The result of their praises is that they are saved from the flames and King Nebuchadnezzar who had condemned them to the furnace in the first place, acknowledges the power of God saying "there is no other God who is able to deliver in this way."
What can we learn from this Scripture? There are moments in our lives when we too find ourselves in a "fiery furnace" - one of illness, financial hardships, persecutions or misunderstandings. It is in those times that we can and should make these words of praise our own. Our praises of the Lord have the power to change our circumstances and exert a profound influence on those who witness it.
Just over a year ago, Social Media gave me and many others the opportunity to witness the power of the praise and Love of God in the lives of Paul and Ann Coakley. During Paul's rapid and untimely death of testicular cancer, his pregnant wife, Ann and their community of faith-filled brothers and sisters from Franciscan University of Steubenville, came together to grieve Paul's death with a sacrifice of praise. Through it all, their praise of the Lord stood as a witness to God's love, mercy and goodness in spite of the most painful of "fiery furnaces". Over a year later, this witness of praise for the Lord continues to change the hearts of all who hear their story.
2. Isaiah 1:18: "Come now, let us reason together, says the Lord: though your sins are like scarlet they shall be whiter than snow." I LOVE this scripture. It begins with one of the most beautiful, inviting words of the Lord "Come". At the Lord's beckoning, we can move towards him seeking mercy for our sins. It ends with God's promise - through his love and mercy our sins can be transformed from the bold, dark scarlet, into the clean, pure white of snow.
There is nothing quite as glistening as an untouched field of freshly fallen snow. As a child I remember staring at the snow through the window, restlessly waiting for the "green light" from my parents to head out and dive into the whiteness, the pristine smoothness of the untouched snow. It never looked the same after we had had our fill of playing in it, and once it was marred by snow angels and snow men, I longed for a return to its original perfection.
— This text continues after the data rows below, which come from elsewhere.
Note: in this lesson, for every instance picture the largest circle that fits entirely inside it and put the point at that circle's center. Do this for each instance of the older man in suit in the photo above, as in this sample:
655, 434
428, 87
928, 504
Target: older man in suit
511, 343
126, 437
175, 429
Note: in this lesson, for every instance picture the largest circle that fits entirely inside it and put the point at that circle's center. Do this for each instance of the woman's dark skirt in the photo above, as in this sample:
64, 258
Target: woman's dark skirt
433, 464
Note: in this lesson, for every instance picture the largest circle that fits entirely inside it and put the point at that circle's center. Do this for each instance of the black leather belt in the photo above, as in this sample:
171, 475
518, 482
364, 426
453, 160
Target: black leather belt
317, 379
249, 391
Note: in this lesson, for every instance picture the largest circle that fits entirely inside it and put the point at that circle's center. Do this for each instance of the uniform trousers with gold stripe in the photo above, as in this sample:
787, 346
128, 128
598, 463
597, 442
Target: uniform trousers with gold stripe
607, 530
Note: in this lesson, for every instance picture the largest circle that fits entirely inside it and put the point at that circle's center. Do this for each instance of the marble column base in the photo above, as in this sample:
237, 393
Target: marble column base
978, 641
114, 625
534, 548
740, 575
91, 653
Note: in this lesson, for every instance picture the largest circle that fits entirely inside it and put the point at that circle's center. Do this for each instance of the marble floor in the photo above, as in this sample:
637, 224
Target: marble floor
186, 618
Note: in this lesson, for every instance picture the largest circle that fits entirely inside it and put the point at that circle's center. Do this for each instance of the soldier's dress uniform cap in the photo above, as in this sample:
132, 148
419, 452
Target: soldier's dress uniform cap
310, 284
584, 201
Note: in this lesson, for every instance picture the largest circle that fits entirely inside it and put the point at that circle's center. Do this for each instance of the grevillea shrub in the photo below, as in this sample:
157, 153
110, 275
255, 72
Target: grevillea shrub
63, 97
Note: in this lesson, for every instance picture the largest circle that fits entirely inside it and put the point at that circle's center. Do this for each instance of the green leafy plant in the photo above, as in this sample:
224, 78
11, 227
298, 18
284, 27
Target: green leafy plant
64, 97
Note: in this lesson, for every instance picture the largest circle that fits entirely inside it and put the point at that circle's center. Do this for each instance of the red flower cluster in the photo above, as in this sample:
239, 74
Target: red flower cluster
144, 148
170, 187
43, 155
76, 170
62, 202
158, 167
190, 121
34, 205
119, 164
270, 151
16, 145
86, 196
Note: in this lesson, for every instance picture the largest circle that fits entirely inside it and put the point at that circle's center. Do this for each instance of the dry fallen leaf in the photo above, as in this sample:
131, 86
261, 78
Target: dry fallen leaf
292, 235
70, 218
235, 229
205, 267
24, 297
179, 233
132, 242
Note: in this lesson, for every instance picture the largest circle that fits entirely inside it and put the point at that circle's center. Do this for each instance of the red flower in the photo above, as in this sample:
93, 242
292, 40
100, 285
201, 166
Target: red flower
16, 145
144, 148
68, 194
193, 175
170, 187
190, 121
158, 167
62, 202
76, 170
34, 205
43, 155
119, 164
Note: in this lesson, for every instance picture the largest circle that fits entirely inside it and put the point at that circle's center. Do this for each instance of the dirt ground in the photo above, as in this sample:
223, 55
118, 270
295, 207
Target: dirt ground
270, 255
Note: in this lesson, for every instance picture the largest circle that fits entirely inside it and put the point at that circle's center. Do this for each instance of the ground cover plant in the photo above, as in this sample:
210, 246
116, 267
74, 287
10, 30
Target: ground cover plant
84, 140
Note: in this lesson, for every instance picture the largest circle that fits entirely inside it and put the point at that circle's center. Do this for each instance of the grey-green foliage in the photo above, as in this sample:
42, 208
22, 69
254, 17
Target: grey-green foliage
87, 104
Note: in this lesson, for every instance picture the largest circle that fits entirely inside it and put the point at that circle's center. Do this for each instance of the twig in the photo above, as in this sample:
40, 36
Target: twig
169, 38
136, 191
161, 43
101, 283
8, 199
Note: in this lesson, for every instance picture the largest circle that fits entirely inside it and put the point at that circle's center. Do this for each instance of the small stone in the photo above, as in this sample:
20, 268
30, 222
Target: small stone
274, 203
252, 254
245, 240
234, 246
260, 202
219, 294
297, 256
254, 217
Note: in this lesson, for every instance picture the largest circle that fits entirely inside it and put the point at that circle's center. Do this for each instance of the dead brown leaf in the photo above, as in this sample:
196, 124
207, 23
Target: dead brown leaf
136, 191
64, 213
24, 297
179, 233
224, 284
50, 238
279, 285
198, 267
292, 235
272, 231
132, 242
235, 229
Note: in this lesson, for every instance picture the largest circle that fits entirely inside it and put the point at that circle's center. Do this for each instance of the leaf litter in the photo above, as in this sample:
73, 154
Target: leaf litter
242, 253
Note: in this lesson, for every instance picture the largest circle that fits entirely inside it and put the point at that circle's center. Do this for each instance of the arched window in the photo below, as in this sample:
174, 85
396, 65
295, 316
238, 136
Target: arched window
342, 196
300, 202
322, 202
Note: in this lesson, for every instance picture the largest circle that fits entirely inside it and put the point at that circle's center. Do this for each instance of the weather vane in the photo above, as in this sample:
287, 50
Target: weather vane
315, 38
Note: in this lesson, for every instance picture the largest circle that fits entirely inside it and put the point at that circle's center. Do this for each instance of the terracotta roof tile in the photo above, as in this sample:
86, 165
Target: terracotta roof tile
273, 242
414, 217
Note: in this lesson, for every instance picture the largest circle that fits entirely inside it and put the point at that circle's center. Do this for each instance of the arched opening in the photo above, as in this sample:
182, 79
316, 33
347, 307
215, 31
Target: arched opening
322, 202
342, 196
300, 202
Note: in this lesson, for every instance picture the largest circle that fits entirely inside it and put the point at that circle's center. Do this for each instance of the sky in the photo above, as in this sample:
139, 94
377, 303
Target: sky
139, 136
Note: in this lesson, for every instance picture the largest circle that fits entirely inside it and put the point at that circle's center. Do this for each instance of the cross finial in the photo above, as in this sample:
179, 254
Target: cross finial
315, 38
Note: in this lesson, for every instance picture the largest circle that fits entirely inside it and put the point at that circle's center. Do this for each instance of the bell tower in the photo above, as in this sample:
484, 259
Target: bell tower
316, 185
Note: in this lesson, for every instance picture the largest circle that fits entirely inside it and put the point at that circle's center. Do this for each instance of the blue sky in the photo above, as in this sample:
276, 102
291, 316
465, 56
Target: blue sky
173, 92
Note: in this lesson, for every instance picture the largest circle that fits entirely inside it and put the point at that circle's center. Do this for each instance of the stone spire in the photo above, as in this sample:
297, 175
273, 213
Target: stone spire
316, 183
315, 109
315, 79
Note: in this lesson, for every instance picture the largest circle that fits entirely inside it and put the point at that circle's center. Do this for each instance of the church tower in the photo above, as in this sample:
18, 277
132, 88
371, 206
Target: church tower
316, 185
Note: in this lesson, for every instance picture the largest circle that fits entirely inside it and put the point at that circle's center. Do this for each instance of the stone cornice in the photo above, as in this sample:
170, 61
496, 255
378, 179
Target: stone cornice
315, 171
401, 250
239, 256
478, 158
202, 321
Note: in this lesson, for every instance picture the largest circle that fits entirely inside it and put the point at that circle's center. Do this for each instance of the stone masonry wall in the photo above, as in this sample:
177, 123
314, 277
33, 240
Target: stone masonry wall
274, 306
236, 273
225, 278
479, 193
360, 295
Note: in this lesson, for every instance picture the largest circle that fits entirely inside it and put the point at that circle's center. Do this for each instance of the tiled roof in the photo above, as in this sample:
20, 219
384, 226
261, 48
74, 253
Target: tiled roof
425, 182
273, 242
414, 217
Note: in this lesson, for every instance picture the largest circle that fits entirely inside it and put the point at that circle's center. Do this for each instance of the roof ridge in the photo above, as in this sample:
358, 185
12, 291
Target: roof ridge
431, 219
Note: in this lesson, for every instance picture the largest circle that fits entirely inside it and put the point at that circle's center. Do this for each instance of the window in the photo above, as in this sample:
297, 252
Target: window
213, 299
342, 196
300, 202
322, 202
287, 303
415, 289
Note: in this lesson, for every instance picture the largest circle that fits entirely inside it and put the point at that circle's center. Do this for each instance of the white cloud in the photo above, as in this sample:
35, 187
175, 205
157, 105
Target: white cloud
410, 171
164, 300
In a similar manner, after a time away from the Sacrament of Reconciliation, my soul seems to resemble the dark, slushy, mess that snow quickly devolves into (especially if you grew up in the city). There are still glimpses of its whiteness and purity, but they are largely hidden beneath the soot, footprints and junk piled on top of it. This scripture from Isaiah, the Lord promises that he can transform my soul which have been marred by sin, back into the purity and "whiteness" of the untouched snow. I stand on that promise, especially during those confessions that are most filled with embarrassment, shame and guilt.
What can we learn from this scripture? No matter how "scarlet" our sin is, how filled with shame we are about it, the Lord meets our sins with his invitation of mercy. You can almost see him patting the seat next to him, smiling warmly and coaxing us gently, "Come, sit next to me, let's talk about this..." This same experience happens at every Confession. We enter the confessional to meet with the Lord who is waiting to transform our sins into something beautiful; to restore our souls into something pure. Don't be afraid to say "yes" to that invitation, especially during this Jubliee Year of Mercy!